Tonight, I was reading a post that talked about how the Catholic Church wants abortion to be outlawed, and how things like murder are outlawed. But why not adultery? I know it has to do with privacy and such, but why not outlaw it if it is as wrong. A sin is a sin no matter what, and if I remember what I was taught in Catholic School, Adultery is a grave sin, just like abortion. I also wonder about Homosexuality. Why didn’t we keep it criminalized, and why didn’t the church campaign to keep it that way?
The short, and not very nice answer to your question about why it is not criminalized is that such a law would require the people who actually write and vote on the laws to agree to make it illegal. And I think it’s quite common knowledge that chastity is a virtue that is hard to come by among high-level politicians.

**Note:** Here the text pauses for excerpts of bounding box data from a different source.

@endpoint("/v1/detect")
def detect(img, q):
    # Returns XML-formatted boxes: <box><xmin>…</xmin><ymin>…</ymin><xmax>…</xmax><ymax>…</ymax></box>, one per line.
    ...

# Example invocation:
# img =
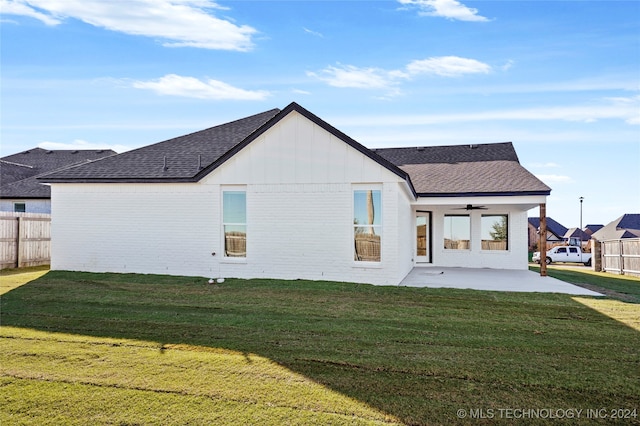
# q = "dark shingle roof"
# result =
<box><xmin>43</xmin><ymin>109</ymin><xmax>280</xmax><ymax>182</ymax></box>
<box><xmin>0</xmin><ymin>148</ymin><xmax>115</xmax><ymax>198</ymax></box>
<box><xmin>375</xmin><ymin>142</ymin><xmax>551</xmax><ymax>196</ymax></box>
<box><xmin>373</xmin><ymin>142</ymin><xmax>518</xmax><ymax>165</ymax></box>
<box><xmin>41</xmin><ymin>103</ymin><xmax>550</xmax><ymax>196</ymax></box>
<box><xmin>591</xmin><ymin>213</ymin><xmax>640</xmax><ymax>241</ymax></box>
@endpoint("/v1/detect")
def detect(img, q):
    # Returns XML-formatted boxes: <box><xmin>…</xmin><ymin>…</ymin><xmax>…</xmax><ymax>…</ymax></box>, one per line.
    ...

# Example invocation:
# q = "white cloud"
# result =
<box><xmin>307</xmin><ymin>64</ymin><xmax>396</xmax><ymax>89</ymax></box>
<box><xmin>0</xmin><ymin>0</ymin><xmax>61</xmax><ymax>26</ymax></box>
<box><xmin>398</xmin><ymin>0</ymin><xmax>489</xmax><ymax>22</ymax></box>
<box><xmin>527</xmin><ymin>162</ymin><xmax>560</xmax><ymax>169</ymax></box>
<box><xmin>38</xmin><ymin>139</ymin><xmax>132</xmax><ymax>153</ymax></box>
<box><xmin>132</xmin><ymin>74</ymin><xmax>270</xmax><ymax>101</ymax></box>
<box><xmin>291</xmin><ymin>89</ymin><xmax>311</xmax><ymax>96</ymax></box>
<box><xmin>330</xmin><ymin>98</ymin><xmax>640</xmax><ymax>126</ymax></box>
<box><xmin>535</xmin><ymin>175</ymin><xmax>574</xmax><ymax>184</ymax></box>
<box><xmin>0</xmin><ymin>0</ymin><xmax>256</xmax><ymax>51</ymax></box>
<box><xmin>302</xmin><ymin>27</ymin><xmax>324</xmax><ymax>38</ymax></box>
<box><xmin>307</xmin><ymin>56</ymin><xmax>491</xmax><ymax>95</ymax></box>
<box><xmin>407</xmin><ymin>56</ymin><xmax>491</xmax><ymax>77</ymax></box>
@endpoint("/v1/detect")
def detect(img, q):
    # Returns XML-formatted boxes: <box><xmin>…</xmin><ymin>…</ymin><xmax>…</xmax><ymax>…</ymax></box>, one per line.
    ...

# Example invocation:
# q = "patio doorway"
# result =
<box><xmin>415</xmin><ymin>211</ymin><xmax>431</xmax><ymax>263</ymax></box>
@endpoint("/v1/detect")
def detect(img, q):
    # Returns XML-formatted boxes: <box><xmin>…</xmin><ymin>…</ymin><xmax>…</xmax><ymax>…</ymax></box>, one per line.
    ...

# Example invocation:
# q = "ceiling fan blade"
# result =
<box><xmin>453</xmin><ymin>204</ymin><xmax>487</xmax><ymax>210</ymax></box>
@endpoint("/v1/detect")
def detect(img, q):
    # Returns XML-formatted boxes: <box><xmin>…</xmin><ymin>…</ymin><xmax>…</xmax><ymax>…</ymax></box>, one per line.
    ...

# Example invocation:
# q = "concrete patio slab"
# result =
<box><xmin>400</xmin><ymin>266</ymin><xmax>603</xmax><ymax>296</ymax></box>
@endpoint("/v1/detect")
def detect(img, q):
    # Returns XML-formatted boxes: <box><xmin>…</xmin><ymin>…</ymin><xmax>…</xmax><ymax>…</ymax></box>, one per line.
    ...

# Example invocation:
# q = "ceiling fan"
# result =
<box><xmin>454</xmin><ymin>204</ymin><xmax>487</xmax><ymax>210</ymax></box>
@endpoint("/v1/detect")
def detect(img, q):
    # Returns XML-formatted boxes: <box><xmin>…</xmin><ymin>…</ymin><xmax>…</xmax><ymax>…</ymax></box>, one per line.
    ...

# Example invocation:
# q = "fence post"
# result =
<box><xmin>16</xmin><ymin>217</ymin><xmax>23</xmax><ymax>268</ymax></box>
<box><xmin>618</xmin><ymin>239</ymin><xmax>624</xmax><ymax>275</ymax></box>
<box><xmin>591</xmin><ymin>238</ymin><xmax>602</xmax><ymax>272</ymax></box>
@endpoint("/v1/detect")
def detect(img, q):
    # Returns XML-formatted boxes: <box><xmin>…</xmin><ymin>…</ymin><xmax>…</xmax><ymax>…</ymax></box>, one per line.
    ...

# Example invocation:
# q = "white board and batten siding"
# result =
<box><xmin>52</xmin><ymin>112</ymin><xmax>412</xmax><ymax>285</ymax></box>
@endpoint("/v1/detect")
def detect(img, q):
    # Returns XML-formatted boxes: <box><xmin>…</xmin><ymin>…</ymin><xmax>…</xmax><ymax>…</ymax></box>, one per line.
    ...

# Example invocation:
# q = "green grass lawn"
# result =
<box><xmin>0</xmin><ymin>272</ymin><xmax>640</xmax><ymax>425</ymax></box>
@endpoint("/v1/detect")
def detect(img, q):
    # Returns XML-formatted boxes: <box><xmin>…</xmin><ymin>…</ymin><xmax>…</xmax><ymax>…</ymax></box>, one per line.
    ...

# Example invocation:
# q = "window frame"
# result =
<box><xmin>442</xmin><ymin>213</ymin><xmax>473</xmax><ymax>251</ymax></box>
<box><xmin>480</xmin><ymin>213</ymin><xmax>511</xmax><ymax>252</ymax></box>
<box><xmin>220</xmin><ymin>186</ymin><xmax>249</xmax><ymax>262</ymax></box>
<box><xmin>351</xmin><ymin>184</ymin><xmax>384</xmax><ymax>266</ymax></box>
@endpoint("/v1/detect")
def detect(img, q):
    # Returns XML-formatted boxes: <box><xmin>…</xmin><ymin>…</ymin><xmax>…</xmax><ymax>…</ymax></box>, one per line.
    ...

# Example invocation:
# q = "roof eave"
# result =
<box><xmin>418</xmin><ymin>191</ymin><xmax>551</xmax><ymax>198</ymax></box>
<box><xmin>38</xmin><ymin>177</ymin><xmax>199</xmax><ymax>183</ymax></box>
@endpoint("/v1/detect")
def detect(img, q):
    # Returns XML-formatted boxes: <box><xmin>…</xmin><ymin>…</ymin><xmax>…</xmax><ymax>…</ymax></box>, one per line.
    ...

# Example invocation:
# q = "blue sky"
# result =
<box><xmin>0</xmin><ymin>0</ymin><xmax>640</xmax><ymax>227</ymax></box>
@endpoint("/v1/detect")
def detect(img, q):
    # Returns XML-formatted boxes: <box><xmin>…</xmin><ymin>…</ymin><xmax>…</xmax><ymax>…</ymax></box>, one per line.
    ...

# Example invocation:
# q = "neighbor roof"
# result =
<box><xmin>591</xmin><ymin>213</ymin><xmax>640</xmax><ymax>241</ymax></box>
<box><xmin>0</xmin><ymin>148</ymin><xmax>116</xmax><ymax>198</ymax></box>
<box><xmin>41</xmin><ymin>103</ymin><xmax>550</xmax><ymax>196</ymax></box>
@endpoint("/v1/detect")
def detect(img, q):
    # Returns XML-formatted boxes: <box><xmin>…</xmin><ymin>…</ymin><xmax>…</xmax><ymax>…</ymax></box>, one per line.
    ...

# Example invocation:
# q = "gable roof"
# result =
<box><xmin>41</xmin><ymin>109</ymin><xmax>280</xmax><ymax>183</ymax></box>
<box><xmin>0</xmin><ymin>148</ymin><xmax>115</xmax><ymax>198</ymax></box>
<box><xmin>591</xmin><ymin>213</ymin><xmax>640</xmax><ymax>241</ymax></box>
<box><xmin>528</xmin><ymin>216</ymin><xmax>569</xmax><ymax>238</ymax></box>
<box><xmin>41</xmin><ymin>102</ymin><xmax>551</xmax><ymax>196</ymax></box>
<box><xmin>41</xmin><ymin>102</ymin><xmax>410</xmax><ymax>190</ymax></box>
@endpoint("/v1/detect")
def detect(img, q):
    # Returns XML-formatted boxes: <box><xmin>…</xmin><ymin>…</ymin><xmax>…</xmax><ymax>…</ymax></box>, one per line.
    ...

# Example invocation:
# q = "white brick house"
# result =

Also, the nature of enforcement for adultery vs. abortions is very different.
For abortions, you can just pass a law to stop them from happening (legally), then revoke licenses for people who perform them (which is likely to be very few, since doctors have a lot to lose and very little to gain by doing abortions in such a setting).
For adultery, you necessarily have to punish people after the fact. And adultery is
extremely prevalent in our society. Far more so than abortions. What are they going to do? Lock up half the population? Furthermore, unlike the case with abortions, where a rational choice would be made by a doctor, adultery is often (though not exclusively) performed by people who are not thinking entirely with their brains. The evidence for this is that even strong deterrents do not stop from engaging in dangerous sexual behavior.
If the risk of
death from a terrible disease is not enough to curb people’s sexual misconduct, it is unlikely that a monetary fine or even prison time is going to have much effect either. So the usefulness in such a law for reducing the amount of adultery is likely to be slim.
That said, I would still support having such a law on the books, since I think it would be useful in terms of providing the wronged spouse with an equitable settlement in the event of a divorce.
As an example, in my state, several years back, there was a case where a woman cheated on her husband and became pregnant from the affair. They divorced. When the child was born, she sued her ex-husband (the one she cheated on) for child support for the child she conceived as a result of the affair. DNA testing proved that it was
not his child, even though she had conceived it while they were still married. Nevertheless, the judge ordered that the ex-husband had to pay child support for this baby.
The judge had his reasons for that decision, but personally I feel that rulings like that fail to adequately serve justice, and if adultery was illegal, the cheating spouse would probably have less legal ground to stand on in cases like that.
But I return to my initial point. To make adultery illegal in the United States, we would need a majority of Congress to vote it as such, and how many congressmen do you think would vote themselves a ticket to prison?